Environment, of course, is a historical category. But what are its pasts? Its geographies? More than that, what conflicts and exclusions does its seeming comprehensiveness harbor? What powers does it encode? What freedoms does it entail? What natures and what cultures does it bring into being? This panel links these questions to that of scale. If scale is relational rather than absolute, at what scale does a history and theory of environment take up material, social, and technical things? Molecular? Solar? The scale of a population, colonized or urbanized? Or that of a body being cared for, enclosed, housed, or displaced? The scale of a building completed in a year? Or the scale of a planet consumed over centuries?

Panel 2: Politics

Michael Gerrard, Columbia University Earth Institute and School of Law
Saskia Sassen, Columbia University Sociology
Richard Seager, Columbia University Lamont-Doherty Earth Observatory
Christian Parenti, New York University
Moderated by Laura Kurgan, Columbia University GSAPP

Is climate change a driver of social and political conflict across the globe? In an increasingly urbanizing world, how have cities become the loci of the effect of climate change? Does climate change destabilize conditions in the cities of the Global South? In the world today, places and people who are the least responsible for climate change, or whose carbon emissions are negligible, will most likely be the most affected by it. What are the roles of governance, accountability, social movements, and resistance within this emerging and volatile landscape?

Afternoon Introduction
Adam Sobel, Columbia University Initiative on Extreme Weather and Climate

Panel 3: Uncertainty

Radley Horton, Columbia University and Goddard Institute for Space Studies
Adrian Lahoud, The Bartlett, University College London
Kate Orff, Columbia University GSAPP and SCAPE
Moderated by Jesse Keenan, Columbia University GSAPP

With the advent of accelerated climate change, designers must operate within known and unknown ecological and social conditions in the design of buildings or landscapes whose useful life exceeds contemporary parameters.

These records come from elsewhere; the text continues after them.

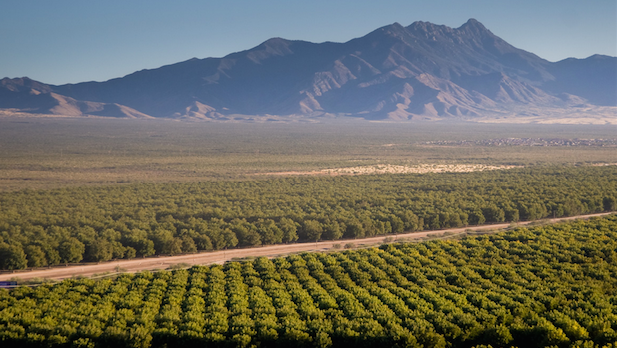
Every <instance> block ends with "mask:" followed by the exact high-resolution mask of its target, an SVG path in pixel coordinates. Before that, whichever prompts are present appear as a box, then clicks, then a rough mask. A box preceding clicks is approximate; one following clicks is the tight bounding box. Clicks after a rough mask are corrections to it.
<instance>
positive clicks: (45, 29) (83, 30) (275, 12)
mask: <svg viewBox="0 0 617 348" xmlns="http://www.w3.org/2000/svg"><path fill="white" fill-rule="evenodd" d="M469 18H476V19H477V20H479V21H480V22H482V23H483V24H484V25H485V26H486V27H487V28H488V29H490V30H491V31H492V32H493V33H494V34H496V35H498V36H500V37H501V38H503V39H504V40H506V41H508V42H509V43H510V44H512V45H514V46H516V47H518V48H522V49H525V50H527V51H530V52H533V53H535V54H537V55H539V56H540V57H542V58H545V59H548V60H550V61H558V60H561V59H565V58H568V57H575V58H586V57H588V56H590V55H592V54H596V53H599V54H605V55H611V56H616V55H617V23H616V22H617V1H615V0H590V1H580V0H518V1H516V0H508V1H506V0H430V1H428V0H422V1H417V0H380V1H375V0H371V1H369V0H329V1H326V0H311V1H308V0H302V1H299V0H200V1H196V0H173V1H172V0H2V1H1V2H0V50H1V51H0V78H2V77H22V76H28V77H30V78H32V79H35V80H39V81H42V82H45V83H51V84H62V83H74V82H83V81H91V80H95V81H103V80H107V79H110V78H114V77H121V76H124V75H126V74H129V73H132V72H134V71H137V70H141V69H151V68H157V67H159V66H162V65H166V64H172V63H176V62H179V61H184V60H187V59H190V58H193V57H197V58H206V57H222V56H225V55H227V54H229V53H232V52H237V51H241V50H244V49H248V48H251V47H254V46H256V45H258V44H259V43H261V42H263V41H265V40H267V39H268V38H271V37H283V38H286V39H294V40H307V41H312V42H323V41H334V42H345V41H348V40H350V39H352V38H355V37H359V36H363V35H365V34H367V33H368V32H370V31H372V30H374V29H376V28H378V27H381V26H384V25H388V24H391V23H394V22H399V23H400V24H402V25H405V26H407V25H409V24H411V23H413V22H415V21H418V20H422V21H429V22H433V23H436V24H445V25H448V26H451V27H458V26H460V25H462V24H463V23H465V22H466V21H467V20H468V19H469Z"/></svg>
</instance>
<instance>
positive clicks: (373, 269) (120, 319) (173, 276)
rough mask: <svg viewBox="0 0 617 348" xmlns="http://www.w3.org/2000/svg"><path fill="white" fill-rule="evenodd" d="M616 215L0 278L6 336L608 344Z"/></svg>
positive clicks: (257, 343)
mask: <svg viewBox="0 0 617 348" xmlns="http://www.w3.org/2000/svg"><path fill="white" fill-rule="evenodd" d="M616 250H617V215H612V216H609V217H604V218H596V219H592V220H588V221H572V222H568V223H562V224H559V225H552V226H542V227H536V228H532V229H527V228H519V229H516V230H513V231H509V232H502V233H498V234H493V235H485V236H478V237H467V238H464V239H463V240H460V241H431V242H424V243H419V244H389V245H385V246H382V247H381V248H379V249H378V248H372V249H364V250H357V251H346V252H336V253H305V254H301V255H292V256H288V257H284V258H277V259H273V260H269V259H267V258H259V259H257V260H254V261H247V262H229V263H226V264H225V265H222V266H221V265H216V266H211V267H202V266H194V267H192V268H190V269H189V270H178V271H174V272H169V271H161V272H156V273H150V272H142V273H138V274H123V275H120V276H118V277H117V278H116V279H113V280H112V279H105V280H98V281H96V280H91V279H72V280H66V281H63V282H60V283H58V284H54V285H49V284H48V285H41V286H38V287H33V288H29V287H20V288H17V289H14V290H11V291H7V290H5V289H0V346H2V347H6V348H12V347H90V348H95V347H111V346H113V347H142V348H147V347H169V346H181V347H187V348H190V347H204V346H206V347H240V348H242V347H331V346H334V347H348V346H353V347H376V346H383V347H452V348H463V347H477V348H480V347H487V346H489V345H490V346H493V347H528V348H539V347H558V348H575V347H598V348H600V347H604V348H614V347H615V342H617V252H616Z"/></svg>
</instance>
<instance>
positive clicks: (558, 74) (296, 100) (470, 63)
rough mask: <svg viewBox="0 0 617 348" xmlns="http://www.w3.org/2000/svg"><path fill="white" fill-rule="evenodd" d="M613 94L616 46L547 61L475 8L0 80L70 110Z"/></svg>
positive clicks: (318, 114)
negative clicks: (420, 19) (124, 62)
mask: <svg viewBox="0 0 617 348" xmlns="http://www.w3.org/2000/svg"><path fill="white" fill-rule="evenodd" d="M615 106H617V57H610V56H602V55H594V56H591V57H589V58H586V59H574V58H569V59H565V60H562V61H559V62H549V61H547V60H545V59H542V58H540V57H538V56H536V55H535V54H533V53H530V52H527V51H524V50H521V49H518V48H516V47H514V46H512V45H510V44H508V43H507V42H506V41H504V40H502V39H501V38H499V37H497V36H496V35H494V34H493V33H492V32H491V31H490V30H488V29H487V28H485V27H484V25H482V24H481V23H480V22H478V21H476V20H474V19H470V20H469V21H467V22H466V23H465V24H463V25H462V26H460V27H459V28H450V27H447V26H444V25H436V24H432V23H428V22H414V23H413V24H411V25H409V26H407V27H404V26H402V25H400V24H398V23H394V24H391V25H388V26H385V27H382V28H379V29H377V30H375V31H373V32H371V33H369V34H367V35H365V36H363V37H360V38H356V39H353V40H351V41H348V42H345V43H333V42H324V43H311V42H306V41H292V40H286V39H282V38H272V39H269V40H267V41H265V42H263V43H262V44H260V45H259V46H257V47H254V48H251V49H249V50H246V51H242V52H237V53H232V54H229V55H227V56H225V57H223V58H205V59H197V58H193V59H190V60H187V61H184V62H180V63H176V64H172V65H167V66H163V67H160V68H157V69H150V70H141V71H137V72H135V73H132V74H130V75H127V76H124V77H121V78H116V79H111V80H108V81H104V82H83V83H77V84H66V85H48V84H45V83H42V82H37V81H34V80H31V79H29V78H27V77H23V78H14V79H11V78H4V79H2V80H0V109H6V110H10V111H15V112H25V113H37V114H52V115H69V116H83V115H94V116H110V117H132V118H150V117H156V118H176V119H206V120H222V121H225V120H251V119H253V120H254V119H270V118H272V119H285V118H290V119H303V118H307V119H308V118H315V117H325V116H328V117H334V116H348V117H359V118H364V119H370V120H395V121H403V120H410V119H445V118H462V119H473V118H478V117H482V116H486V115H492V116H495V117H499V116H513V117H516V116H517V115H519V114H520V115H524V114H527V113H528V110H535V111H534V112H540V113H541V112H542V110H551V112H555V110H557V111H560V110H561V111H563V112H570V113H571V112H572V110H590V109H593V108H596V107H600V108H602V107H605V108H604V109H607V110H609V113H613V115H616V114H615V113H614V112H615V111H614V110H617V109H615V108H613V107H615ZM606 107H608V108H606ZM538 110H539V111H538ZM615 118H617V116H615Z"/></svg>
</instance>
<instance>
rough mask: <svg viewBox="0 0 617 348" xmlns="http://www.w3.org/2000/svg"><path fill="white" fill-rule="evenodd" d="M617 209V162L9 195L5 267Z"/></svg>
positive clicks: (84, 260)
mask: <svg viewBox="0 0 617 348" xmlns="http://www.w3.org/2000/svg"><path fill="white" fill-rule="evenodd" d="M616 209H617V167H614V166H607V167H548V168H542V167H537V168H530V169H515V170H508V171H489V172H477V173H466V174H460V173H459V174H422V175H420V174H415V175H412V174H405V175H367V176H341V177H292V178H279V179H268V180H254V181H233V182H231V181H230V182H204V183H191V184H135V185H126V186H118V185H116V186H100V187H80V188H64V189H56V190H47V191H32V190H24V191H19V192H9V193H2V194H0V269H4V270H14V269H23V268H26V267H42V266H47V265H57V264H65V263H77V262H82V261H88V262H98V261H107V260H111V259H121V258H127V259H130V258H135V257H147V256H152V255H158V254H165V255H175V254H181V253H194V252H198V251H201V250H220V249H225V248H234V247H247V246H257V245H266V244H278V243H290V242H295V241H316V240H337V239H341V238H361V237H368V236H375V235H386V234H391V233H401V232H404V231H419V230H423V229H440V228H450V227H462V226H468V225H480V224H485V223H499V222H506V221H507V222H516V221H520V220H534V219H539V218H544V217H562V216H570V215H577V214H583V213H595V212H602V211H613V210H616Z"/></svg>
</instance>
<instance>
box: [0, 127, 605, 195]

How does a design profession balance resilience to the known risks in the short-term and adaptation to the often unknown risks in the long-term? This question raises the propositions for how climate science will be incorporated within expanding design services and the extent to which this represents professional and moral liabilities.

Panel 4: Visualization

Heather Davis, Pennsylvania State University
Laura Kurgan, Columbia University GSAPP
Emily Eliza Scott, ETH Zurich
Neyran Turan, Rice University
Moderated by Mark Wasiuta, Columbia University GSAPP

The environment is not only encountered through perception, experience and natural observation, it is also formed through aesthetic conventions, algorithmic and statistical models, climatologically oriented vision, and ever more technologically advanced modes of sensing, analysis and description. This panel will examine the current state of environmental visualization, its media, institutions, and channels of dissemination, as well as its historical, political dimensions as it enters current climate debates as evidence, and as a system of rhetorical representation.